L'economia neoclassica ha una visione piuttosto riduttiva delle organizzazioni sociali, assume, infatti, che gli individui formano le istituzioni economiche (ad esempio aziende) per ridurre i costi di transazione, inoltre con la teoria della Scelta Pubblica che i politici e la burocrazia sono mossi fondamentalmente dagli interessi privati e quindi a massimizzare il proprio tornaconto. Inoltre, mentre il potere è un elemento essenziale della politica, questo è del tutto assente dalla economia contemporanea (mentre era presente nella economa classica). Ignorando il ruolo del potere nell'economia rende le strutture di potere invisibili, rendendosi quindi veicolo per la ideologia corrente.
Dietro la loro apparente aura di indipendenza e scientificità gli studi economici riflettono, inevitabilmente, gli interessi di chi ne finanzia le attività.

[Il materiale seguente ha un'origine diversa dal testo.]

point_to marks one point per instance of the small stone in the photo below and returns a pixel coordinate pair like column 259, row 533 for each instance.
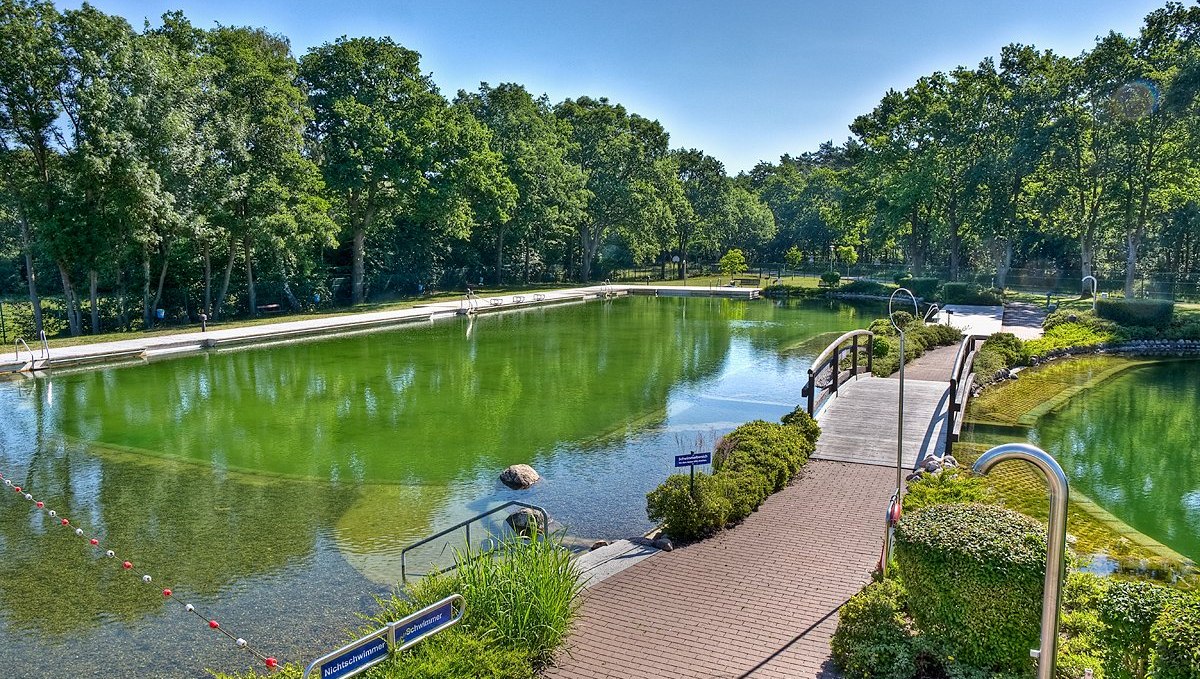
column 520, row 476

La mancanza del ruolo del potere e delle istituzioni è quindi una debolezza dell'economia attuale, mentre dovrebbe proprio partire da istituzioni, classi, organizzazioni e norme sociali. Un altro aspetto è la sottovalutazione dello  studio della storia del pensiero economico, dando per scontato che le teorie attuali siano superiori alle vecchie e quindi queste non meritino di essere studiate, mentre la storia dimostra che la economia e le sue idee sono "path-dipendent", il presente e il futuro sono connessi dalla continuità dalle istituzioni della società.
Un altro aspetto completamente assente dalla economia è l'etica, la etica diventa solamente un aspetto del calcolo individuale.
La debolezza della economia come scienza deriva dalla impossibilità di stabilire leggi empiricamente robuste relative al comportamento umano, il suo nucleo scientifico consiste in deduzioni logico/matematiche basate su assunzioni non realistiche. Tutto ciò rende larga parte dell'economia una visione inutile del mondo e pertanto una guida politica piuttosto fuorviante.  La economia mainstream da un eccessivo potere di calcolo agli umani, ignorando il ruolo della  incertezza. In definitiva sono due i problemi della economia, insufficiente generalità delle sue premesse e mancanza di una mappa istituzionale. La necessità per il futuro è di un economia meno  pretenziosa nei confronti delle altre scienze sociali e che invece sappia guardare ad esse con maggior rispetto. Aspetti centrali di  un economia più aperta  dovrebbero essere il ruolo dello Stato, la distribuzione del potere e gli effetti di entrambi sulla distribuzione della ricchezza.
In definitiva un libro molto ricco e interessante, in sintesi  riflette il pensiero di Keynes sulle caratteristiche che dovrebbe avere un economista riferendosi a Marshall:
un grande economista deve possedere una rara combinazione di doti: deve essere allo stesso tempo e in qualche misura matematico, storico, politico e filosofo; deve saper decifrare simboli e usare le parole; deve saper risalire dal particolare al generale e saper passare dall'astratto al concreto nelle stesso processo mentale; deve saper studiare il presente alla luce del passato, per gli scopi del futuro. Nessun aspetto della natura dell'uomo o delle istituzioni umane gli deve essere alieno.